41 yıl hizmet verdikten sonra önceki gün kapısına kilit vurulan Bayrampaşa Cezaevi, geçmiş yıllarda isyan, rehin alma, yangın, firar, ölüm orucu, silâhlı çatışma, cinayet ve gerginliklerle hep kamuoyunun gündeminde kaldı.
1967 yılında yaklaşık 120 dönüm arazi üzerinde 1210 kişilik kapasiteyle açılan Bayrampaşa Cezaevine, özellikle kapatılmasına yakın dönemlerde kapasitesi zorlanarak yaklaşık 5 bin 500 tutuklu ve hükümlü konulmuştu.
Bayrampaşa tarih oldu
TÜRK adalet sistemine 41 yıl hizmet verdikten sonra dün kapısına kilit vurulan Bayrampaşa Cezaevi, geçmiş yıllarda isyan, rehin alma, yangın, firar, ölüm orucu, silahlı çatışma, cinayet ve gerginliklerle hep kamuoyunun gündeminde kaldı. Derlenen bilgilere göre, 1967 yılında yaklaşık 120 dönüm arazi üzerinde 1210 kişilik kapasiteyle açılan Bayrampaşa Cezaevi, bir süre sonra bazı atölyelerin koğuşa döndürülmesiyle 1760 kişilik kapasiteye sahip oldu. Her geçen gün artan talep üzerine kapasitesi arttırılan cezaevine, özellikle kapatılmasına yakın dönemlerde kapasitesi zorlanarak yaklaşık 5 bin 500 tutuklu ve hükümlü konuldu.
İstanbul başta olmak üzere Marmara Bölgesi’nin tutuklu ve hükümlülerinin konulduğu bu cezaevi, Adalet Bakanlığı’nın, ‘’çağdaş standartlara uymayan kötü bir imaja sahip olan eski cezaevlerini kapatarak, tutuklu ve hükümlülerin yeni inşa edilen modern cezaevlerine taşınmasını’’ amaçlayan çalışmaları kapsamında, son tutuklu ve hükümlüleri uluslar arası standartlara uygun inşaa edilen Silivri Açık Ceza İnfaz Kurumu Kompleksi ile şehir içindeki bazı cezaevlerine nakledilerek boşaltıldı.

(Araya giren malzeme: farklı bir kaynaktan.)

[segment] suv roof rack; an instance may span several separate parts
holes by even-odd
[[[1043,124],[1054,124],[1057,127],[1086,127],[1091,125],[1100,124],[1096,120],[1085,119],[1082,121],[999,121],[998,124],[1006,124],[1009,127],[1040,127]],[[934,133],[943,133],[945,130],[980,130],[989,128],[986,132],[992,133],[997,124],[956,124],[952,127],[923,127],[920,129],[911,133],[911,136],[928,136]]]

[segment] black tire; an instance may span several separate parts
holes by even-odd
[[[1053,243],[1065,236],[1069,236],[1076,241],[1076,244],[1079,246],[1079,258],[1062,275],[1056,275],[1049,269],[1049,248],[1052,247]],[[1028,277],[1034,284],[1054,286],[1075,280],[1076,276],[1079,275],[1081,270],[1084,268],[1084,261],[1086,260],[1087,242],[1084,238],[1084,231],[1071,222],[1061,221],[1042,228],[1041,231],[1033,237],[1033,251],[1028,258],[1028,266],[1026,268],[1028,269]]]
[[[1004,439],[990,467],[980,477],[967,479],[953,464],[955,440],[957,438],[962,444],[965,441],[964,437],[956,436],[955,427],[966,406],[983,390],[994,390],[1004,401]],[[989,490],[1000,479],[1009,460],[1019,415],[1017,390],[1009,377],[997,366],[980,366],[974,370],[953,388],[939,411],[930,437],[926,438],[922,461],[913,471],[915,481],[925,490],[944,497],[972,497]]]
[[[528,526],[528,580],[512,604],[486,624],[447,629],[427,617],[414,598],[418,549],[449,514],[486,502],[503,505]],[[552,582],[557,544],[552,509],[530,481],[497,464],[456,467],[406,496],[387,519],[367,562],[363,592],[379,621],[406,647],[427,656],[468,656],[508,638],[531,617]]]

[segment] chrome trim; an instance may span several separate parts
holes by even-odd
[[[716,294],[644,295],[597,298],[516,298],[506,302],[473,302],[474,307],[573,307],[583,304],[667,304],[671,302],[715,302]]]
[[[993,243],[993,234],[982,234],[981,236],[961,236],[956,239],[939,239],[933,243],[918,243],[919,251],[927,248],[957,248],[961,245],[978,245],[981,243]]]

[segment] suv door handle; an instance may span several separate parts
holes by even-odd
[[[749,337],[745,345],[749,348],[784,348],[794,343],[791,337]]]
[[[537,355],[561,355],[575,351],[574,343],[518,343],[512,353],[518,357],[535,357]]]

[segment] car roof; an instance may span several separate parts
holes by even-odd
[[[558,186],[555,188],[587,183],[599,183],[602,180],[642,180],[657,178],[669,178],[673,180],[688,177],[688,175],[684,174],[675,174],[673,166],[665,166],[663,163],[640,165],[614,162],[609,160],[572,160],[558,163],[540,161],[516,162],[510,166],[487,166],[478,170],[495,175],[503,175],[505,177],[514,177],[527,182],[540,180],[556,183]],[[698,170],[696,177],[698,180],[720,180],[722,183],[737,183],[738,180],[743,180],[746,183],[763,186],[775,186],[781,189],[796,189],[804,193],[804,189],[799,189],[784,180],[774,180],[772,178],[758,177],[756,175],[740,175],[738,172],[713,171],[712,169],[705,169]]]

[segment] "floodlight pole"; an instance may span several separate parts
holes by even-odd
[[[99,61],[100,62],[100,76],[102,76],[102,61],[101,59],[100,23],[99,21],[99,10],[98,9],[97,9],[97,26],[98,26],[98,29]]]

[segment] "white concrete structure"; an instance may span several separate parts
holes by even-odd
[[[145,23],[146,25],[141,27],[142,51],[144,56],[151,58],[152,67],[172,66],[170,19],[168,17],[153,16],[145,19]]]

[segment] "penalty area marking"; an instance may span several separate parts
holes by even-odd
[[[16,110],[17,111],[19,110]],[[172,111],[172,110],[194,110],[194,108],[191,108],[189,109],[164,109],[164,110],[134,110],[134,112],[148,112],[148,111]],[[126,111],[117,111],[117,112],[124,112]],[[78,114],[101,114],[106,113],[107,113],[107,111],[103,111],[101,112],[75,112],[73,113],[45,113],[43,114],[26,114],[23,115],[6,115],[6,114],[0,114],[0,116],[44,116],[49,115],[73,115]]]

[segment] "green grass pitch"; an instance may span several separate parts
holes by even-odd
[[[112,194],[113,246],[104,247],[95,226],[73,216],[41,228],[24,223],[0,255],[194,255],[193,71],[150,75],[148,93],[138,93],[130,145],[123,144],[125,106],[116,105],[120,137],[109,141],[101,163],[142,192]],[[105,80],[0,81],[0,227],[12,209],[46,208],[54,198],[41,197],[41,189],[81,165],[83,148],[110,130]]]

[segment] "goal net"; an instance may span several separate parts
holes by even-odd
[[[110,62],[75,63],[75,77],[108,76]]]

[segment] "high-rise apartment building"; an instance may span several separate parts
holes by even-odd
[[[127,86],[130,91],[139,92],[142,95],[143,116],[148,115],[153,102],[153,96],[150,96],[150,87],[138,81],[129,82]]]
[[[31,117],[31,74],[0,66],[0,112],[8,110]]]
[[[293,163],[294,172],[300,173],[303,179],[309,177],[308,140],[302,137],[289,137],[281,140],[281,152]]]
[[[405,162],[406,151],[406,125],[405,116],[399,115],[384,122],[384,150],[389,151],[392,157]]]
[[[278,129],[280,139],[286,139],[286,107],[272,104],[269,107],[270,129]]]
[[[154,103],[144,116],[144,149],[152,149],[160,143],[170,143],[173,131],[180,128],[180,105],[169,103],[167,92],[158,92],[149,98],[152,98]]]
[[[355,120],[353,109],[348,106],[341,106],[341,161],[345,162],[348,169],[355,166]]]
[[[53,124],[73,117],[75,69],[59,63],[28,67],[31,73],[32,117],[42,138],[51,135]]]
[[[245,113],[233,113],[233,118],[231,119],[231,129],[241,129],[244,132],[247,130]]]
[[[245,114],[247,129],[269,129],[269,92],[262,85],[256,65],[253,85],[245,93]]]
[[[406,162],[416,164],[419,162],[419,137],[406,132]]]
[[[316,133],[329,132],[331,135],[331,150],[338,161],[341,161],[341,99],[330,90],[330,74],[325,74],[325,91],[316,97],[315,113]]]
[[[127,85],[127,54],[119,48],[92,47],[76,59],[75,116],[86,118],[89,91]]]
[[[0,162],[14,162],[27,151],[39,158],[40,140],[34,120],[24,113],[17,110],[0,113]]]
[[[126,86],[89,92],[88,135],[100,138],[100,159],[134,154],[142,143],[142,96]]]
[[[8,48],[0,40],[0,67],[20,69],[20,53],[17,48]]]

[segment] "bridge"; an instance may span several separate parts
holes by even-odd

Son 6-7 yıldır bu kötü imajından sıyralma çabası gösteren, birçok san'at, kültür ve eğitim çalışmasına sahne olan Bayrampaşa Cezaevi, dün Adalet Bakanı Mehmet Ali Şahin’in de katılımıyla gerçekleştirilen törende kapısına kilit vurularak kapatıldı.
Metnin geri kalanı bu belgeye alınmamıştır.